Method: This work introduces data pruning into SNN training for the first time, proposing a spike-aware importance score mechanism that jointly incorporates gradient norm and spiking activity characteristics. It enables efficient, low-variance sample importance estimation without real-time gradient computation and is tightly integrated with SNN backpropagation for co-optimization.

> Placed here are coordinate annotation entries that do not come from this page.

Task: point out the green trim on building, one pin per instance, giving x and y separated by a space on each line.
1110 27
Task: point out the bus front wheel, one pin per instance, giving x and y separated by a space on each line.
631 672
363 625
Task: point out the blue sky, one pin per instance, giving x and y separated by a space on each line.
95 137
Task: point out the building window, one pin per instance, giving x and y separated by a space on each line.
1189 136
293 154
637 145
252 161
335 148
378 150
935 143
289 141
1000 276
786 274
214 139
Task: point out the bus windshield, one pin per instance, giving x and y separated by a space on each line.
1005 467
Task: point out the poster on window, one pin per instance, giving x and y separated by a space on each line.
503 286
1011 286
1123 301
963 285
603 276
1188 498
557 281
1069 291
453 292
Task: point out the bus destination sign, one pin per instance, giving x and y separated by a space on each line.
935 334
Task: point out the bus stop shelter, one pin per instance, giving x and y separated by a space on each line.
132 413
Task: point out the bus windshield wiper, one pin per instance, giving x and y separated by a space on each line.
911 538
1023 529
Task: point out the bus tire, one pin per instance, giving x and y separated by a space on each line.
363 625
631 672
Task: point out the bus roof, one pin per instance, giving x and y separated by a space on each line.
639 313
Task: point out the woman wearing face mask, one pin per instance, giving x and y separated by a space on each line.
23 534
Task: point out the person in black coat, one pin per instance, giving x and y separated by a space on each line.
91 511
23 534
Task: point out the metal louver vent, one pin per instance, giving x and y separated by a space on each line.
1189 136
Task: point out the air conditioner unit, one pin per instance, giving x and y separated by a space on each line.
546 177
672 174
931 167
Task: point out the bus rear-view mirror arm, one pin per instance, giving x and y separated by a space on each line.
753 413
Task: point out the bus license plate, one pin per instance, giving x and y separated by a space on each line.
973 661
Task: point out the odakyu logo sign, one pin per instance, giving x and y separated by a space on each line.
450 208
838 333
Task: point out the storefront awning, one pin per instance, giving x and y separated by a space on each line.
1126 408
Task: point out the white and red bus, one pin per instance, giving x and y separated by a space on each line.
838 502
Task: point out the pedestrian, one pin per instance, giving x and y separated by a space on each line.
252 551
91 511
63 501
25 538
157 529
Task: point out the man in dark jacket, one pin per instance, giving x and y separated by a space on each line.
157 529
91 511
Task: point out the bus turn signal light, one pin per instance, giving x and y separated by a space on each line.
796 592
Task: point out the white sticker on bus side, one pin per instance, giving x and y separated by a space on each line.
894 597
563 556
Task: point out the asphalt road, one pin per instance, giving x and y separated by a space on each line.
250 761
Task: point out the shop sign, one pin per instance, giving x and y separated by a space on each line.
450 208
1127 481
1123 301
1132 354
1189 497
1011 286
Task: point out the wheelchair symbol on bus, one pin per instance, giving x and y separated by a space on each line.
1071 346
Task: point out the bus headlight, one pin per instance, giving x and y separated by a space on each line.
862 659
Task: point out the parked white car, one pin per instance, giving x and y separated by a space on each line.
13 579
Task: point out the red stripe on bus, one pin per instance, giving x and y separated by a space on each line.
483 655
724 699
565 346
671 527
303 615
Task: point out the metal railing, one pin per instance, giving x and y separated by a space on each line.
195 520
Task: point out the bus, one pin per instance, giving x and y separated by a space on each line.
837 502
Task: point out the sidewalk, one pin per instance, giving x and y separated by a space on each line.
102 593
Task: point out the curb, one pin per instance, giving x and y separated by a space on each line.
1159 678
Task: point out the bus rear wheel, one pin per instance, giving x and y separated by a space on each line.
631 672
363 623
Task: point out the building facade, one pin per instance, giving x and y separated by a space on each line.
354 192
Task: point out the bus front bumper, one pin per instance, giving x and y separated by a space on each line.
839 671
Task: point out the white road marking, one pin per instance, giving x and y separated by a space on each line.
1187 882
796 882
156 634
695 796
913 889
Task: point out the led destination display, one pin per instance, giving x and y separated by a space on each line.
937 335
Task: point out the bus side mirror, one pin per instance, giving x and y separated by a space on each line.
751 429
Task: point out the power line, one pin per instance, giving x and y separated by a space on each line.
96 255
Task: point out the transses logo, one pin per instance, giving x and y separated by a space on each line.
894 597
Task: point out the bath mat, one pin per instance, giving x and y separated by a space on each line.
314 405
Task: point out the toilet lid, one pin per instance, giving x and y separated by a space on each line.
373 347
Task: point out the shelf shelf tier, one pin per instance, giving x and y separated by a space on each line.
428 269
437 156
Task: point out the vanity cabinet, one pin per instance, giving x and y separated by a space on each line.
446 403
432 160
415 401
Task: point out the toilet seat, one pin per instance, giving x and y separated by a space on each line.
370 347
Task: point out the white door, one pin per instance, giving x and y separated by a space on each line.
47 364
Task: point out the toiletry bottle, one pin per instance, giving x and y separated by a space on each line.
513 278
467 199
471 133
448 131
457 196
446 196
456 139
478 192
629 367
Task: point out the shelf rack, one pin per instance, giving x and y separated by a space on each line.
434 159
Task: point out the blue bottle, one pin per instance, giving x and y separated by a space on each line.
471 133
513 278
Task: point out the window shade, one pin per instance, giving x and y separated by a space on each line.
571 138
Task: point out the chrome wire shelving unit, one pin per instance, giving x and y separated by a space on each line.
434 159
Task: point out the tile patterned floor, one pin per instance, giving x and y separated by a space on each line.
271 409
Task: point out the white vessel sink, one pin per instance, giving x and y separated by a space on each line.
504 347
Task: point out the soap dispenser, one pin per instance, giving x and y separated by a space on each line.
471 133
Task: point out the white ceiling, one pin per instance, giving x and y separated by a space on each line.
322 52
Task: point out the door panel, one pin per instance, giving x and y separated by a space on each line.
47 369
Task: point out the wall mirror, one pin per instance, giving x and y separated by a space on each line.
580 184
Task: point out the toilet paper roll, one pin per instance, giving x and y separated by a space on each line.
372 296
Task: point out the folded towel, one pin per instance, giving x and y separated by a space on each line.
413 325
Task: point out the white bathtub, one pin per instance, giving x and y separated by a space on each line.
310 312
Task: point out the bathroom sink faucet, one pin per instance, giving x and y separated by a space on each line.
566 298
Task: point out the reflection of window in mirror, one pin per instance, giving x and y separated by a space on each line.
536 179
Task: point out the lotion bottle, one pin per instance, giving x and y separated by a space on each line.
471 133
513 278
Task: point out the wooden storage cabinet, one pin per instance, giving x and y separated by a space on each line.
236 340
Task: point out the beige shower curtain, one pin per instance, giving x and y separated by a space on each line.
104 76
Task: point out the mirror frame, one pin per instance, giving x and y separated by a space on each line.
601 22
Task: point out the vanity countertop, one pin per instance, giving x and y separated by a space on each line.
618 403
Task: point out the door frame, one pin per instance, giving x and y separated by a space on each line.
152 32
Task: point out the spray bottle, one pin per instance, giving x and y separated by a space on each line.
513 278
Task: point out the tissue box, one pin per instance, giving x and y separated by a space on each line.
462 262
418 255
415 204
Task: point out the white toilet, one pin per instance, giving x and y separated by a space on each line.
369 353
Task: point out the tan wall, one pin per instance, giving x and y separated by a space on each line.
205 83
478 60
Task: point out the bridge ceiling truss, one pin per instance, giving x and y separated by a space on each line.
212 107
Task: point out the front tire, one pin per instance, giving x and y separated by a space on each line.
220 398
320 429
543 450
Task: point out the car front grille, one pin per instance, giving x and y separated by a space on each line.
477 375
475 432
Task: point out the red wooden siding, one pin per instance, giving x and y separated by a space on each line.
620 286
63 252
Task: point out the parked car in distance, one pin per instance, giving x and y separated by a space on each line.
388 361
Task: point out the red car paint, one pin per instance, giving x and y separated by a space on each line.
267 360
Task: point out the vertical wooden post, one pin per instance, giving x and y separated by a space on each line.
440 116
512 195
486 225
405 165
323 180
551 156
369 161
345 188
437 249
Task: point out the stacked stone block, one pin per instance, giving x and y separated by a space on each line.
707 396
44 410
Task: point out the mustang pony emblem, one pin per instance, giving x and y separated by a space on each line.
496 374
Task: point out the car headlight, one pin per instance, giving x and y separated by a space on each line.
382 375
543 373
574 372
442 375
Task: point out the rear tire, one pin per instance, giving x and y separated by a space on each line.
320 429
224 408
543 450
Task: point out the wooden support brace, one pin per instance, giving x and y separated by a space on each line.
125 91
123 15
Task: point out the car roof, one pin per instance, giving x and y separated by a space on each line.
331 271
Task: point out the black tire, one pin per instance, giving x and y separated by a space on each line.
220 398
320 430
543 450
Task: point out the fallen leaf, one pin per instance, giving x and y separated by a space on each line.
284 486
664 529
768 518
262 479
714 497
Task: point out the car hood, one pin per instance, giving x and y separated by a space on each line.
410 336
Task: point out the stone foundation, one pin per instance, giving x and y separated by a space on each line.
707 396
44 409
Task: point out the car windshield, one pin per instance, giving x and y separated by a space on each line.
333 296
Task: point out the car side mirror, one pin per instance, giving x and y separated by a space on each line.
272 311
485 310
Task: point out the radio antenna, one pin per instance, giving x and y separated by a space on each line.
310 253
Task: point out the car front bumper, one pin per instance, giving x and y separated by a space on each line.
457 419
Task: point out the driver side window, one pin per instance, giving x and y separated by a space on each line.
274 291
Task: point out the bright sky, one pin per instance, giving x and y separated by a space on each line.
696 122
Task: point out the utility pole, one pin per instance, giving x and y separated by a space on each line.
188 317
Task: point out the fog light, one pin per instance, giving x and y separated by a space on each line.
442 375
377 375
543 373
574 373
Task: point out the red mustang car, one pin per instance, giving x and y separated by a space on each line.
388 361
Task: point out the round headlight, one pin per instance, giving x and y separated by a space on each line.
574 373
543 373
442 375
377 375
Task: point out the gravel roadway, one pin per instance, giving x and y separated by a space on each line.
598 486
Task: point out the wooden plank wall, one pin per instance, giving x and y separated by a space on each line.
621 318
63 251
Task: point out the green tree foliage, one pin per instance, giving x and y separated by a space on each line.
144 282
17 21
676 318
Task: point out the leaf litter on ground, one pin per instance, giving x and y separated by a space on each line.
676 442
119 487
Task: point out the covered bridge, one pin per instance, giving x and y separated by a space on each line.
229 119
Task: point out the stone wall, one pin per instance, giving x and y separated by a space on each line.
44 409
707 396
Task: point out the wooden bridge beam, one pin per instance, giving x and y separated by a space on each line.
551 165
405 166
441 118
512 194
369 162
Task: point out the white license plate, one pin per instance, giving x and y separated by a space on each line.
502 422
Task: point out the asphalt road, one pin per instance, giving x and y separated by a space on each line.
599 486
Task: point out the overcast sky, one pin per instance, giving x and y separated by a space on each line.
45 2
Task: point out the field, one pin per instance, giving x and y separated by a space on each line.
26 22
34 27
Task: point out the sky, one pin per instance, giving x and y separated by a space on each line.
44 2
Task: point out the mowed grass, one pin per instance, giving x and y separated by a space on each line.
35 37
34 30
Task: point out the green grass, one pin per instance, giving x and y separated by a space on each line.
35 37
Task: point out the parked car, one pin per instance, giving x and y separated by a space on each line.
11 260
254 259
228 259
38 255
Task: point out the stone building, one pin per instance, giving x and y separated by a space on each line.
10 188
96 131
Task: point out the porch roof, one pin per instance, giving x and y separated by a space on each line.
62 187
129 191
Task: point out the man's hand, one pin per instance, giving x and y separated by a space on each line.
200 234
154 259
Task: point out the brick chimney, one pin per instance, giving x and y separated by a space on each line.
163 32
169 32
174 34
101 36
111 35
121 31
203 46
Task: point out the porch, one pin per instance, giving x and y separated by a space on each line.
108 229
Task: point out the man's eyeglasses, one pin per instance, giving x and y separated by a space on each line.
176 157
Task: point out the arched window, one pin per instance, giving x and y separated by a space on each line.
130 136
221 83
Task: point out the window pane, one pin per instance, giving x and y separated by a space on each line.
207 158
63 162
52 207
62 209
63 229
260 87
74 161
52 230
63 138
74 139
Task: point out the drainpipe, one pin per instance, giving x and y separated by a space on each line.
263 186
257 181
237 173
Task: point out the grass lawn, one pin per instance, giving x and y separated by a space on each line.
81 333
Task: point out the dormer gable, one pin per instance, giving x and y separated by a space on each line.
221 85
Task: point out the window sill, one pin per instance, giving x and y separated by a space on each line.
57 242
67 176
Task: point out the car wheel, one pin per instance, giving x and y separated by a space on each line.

Contribution/Results: On ImageNet, our method achieves 35% training speedup with zero accuracy degradation, approaching the theoretical optimal acceleration ratio. Extensive generalization experiments confirm its effectiveness across diverse SNN architectures and datasets. This work establishes a novel paradigm for resource-efficient SNN training.
📝 Abstract
Spiking neural networks (SNNs), recognized as an energy-efficient alternative to traditional artificial neural networks (ANNs), have advanced rapidly through the scaling of models and datasets. However, such scaling incurs considerable training overhead, posing challenges for researchers with limited computational resources and hindering the sustained development of SNNs. Data pruning is a promising strategy for accelerating training by retaining the most informative examples and discarding redundant ones, but it remains largely unexplored in SNNs. Directly applying ANN-based data pruning methods to SNNs fails to capture the intrinsic importance of examples and suffers from high gradient variance. To address these challenges, we propose a novel spike-aware data pruning (SADP) method. SADP reduces gradient variance by determining each example's selection probability to be proportional to its gradient norm, while avoiding the high cost of direct gradient computation through an efficient upper bound, termed spike-aware importance score. This score accounts for the influence of all-or-nothing spikes on the gradient norm and can be computed with negligible overhead. Extensive experiments across diverse datasets and architectures demonstrate that SADP consistently outperforms data pruning baselines and achieves training speedups close to the theoretical maxima at different pruning ratios. Notably, SADP reduces training time by 35% on ImageNet while maintaining accuracy comparable to that of full-data training. This work, therefore, establishes a data-centric paradigm for efficient SNN training and paves the way for scaling SNNs to larger models and datasets. The source code will be released publicly after the review process.